Lack of space and money were the driving forces behind the design of seven new period-style townhouses in Cobble Hill, Brooklyn. The circumstances were far from ideal, but Richard Sammons, of Fairfax & Sammons Architects, can’t pass up a challenge. By the time the developer commissioned the project, the important parameters—the number of units, seven, as well as their height, scale, and mass—had already been decided.

The developer had planned 15-foot-wide townhouses that had three stories plus setback penthouses and roof terraces. Half of the units were to have basement apartments.

“Originally, the developer was going to build modernist townhouses like another project in the neighborhood,” Sammons says. “But the real estate agency that was going to market the units persuaded the company to change to a traditional style.”

Sammons, who has designed numerous townhouses, knew it would be tricky to site so many units in such a small space. “I would have suggested building six instead of seven,” he says, “and even that would be tight. I knew an identical product would be a nightmare, so I decided to mix them up.”

He used various 19th-century references—the Chelsea houses in Manhattan, the bow-windowed brownstones of Boston as well as Irish and English houses—to create a vibrant visual pattern that gives the illusion that there are far fewer units.

The middle townhouse features a three-bay window centered in the attic story.

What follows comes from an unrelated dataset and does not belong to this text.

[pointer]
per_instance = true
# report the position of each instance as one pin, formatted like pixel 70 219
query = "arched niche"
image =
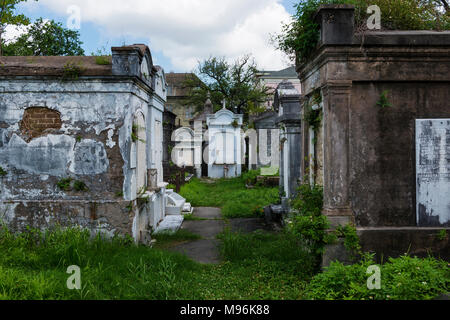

It sets the stage for Sammons’ two-bay alternating pattern and bow-front facades.

“This allows the townhouses to be read as three bays,” he says. “For parity, the remaining houses have octagonal bays on the garden fronts. The houses are further differentiated by alternate entries—one on the ground level, one on the stoop.”

The red brick-on-block facades, trimmed with brownstone cast stone and sheet-metal cornices, reflect Brooklyn’s rich architectural heritage. “Unbelievably, this project was done for under $300 per square foot,” Sammons says, adding that the units sold quickly. “It proves that good design can be done on a low budget; the only cost is brainpower.”

He says there was another big bonus: Everyone thinks the townhouses are vintage.